Il n’en fallait pas plus, 7 jours après, pour que 30.000 citadins de Linshui se mettent à manifester avec calicots et mégaphones. Pour les habitants, la raison du favoritisme ne faisait pas de doute : Guang’ an était la ville natale de Deng Xiaoping, et les cadres votèrent pour ce tracé « politiquement correct », leur assurant les meilleures chances d’avancement.
Mais dans un Sichuan encore régi (comme la Chine de l’intérieur) par un autoritarisme étroit, la « rébellion » était inadmissible : la patience des autorités fut vite épuisée. Selon les rares témoignages, la marche aurait débuté dans le calme, sous des slogans tels « nous voulons la croissance… un chemin de fer pour Linshui »… Mais dans la nuit, la situation dérapa, des voitures de police brûlèrent, et les forces de l’ordre, lapidées de pierres, réagirent furieusement. Les manifestants dénombrent 4 morts et 100 blessés, ce que les autorités nient.
Dès le 18 mai, des centaines de policiers furent acheminés en renfort, l’histoire censurée sur internet, et ce dernier même coupé localement. Une quarantaine de protestataires furent arrêtés.

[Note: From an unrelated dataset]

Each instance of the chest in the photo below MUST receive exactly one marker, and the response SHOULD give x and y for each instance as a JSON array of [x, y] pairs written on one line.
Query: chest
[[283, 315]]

Dans les heures qui suivirent, Pékin réagit en démentant que toute décision fût arrêtée— « l’enquête sur le tracé restait ouverte ».
Selon les apparences, ce conflit proviendrait d’une série d’erreurs des autorités locales, notamment du maire de Guang’an, qui mit le feu aux poudres en annonçant la victoire de sa ville. Il se trouve qu’à même époque, suite à une bavure policière, l’Etat central déplorait (au Quotidien du Peuple du 15 mai), sa propre incapacité à dialoguer avec l’opinion. Nul doute que l’incident de Linshui relancera la réflexion interne.
Vu sous cet angle, le cas de Linshui est doublement instructif : il révèle la naissance d’une conscience de la rue, d’un « droit » au développement, que l’on ose affirmer, à mesure que les populations prennent conscience de l’inégalité devant la croissance. D’autre part, apparaît sous une lumière crue le décalage entre des pouvoirs locaux dépassés par des enjeux qu’ils ne comprennent pas, et le souci du pouvoir central, bien conscient des risques de dérapage.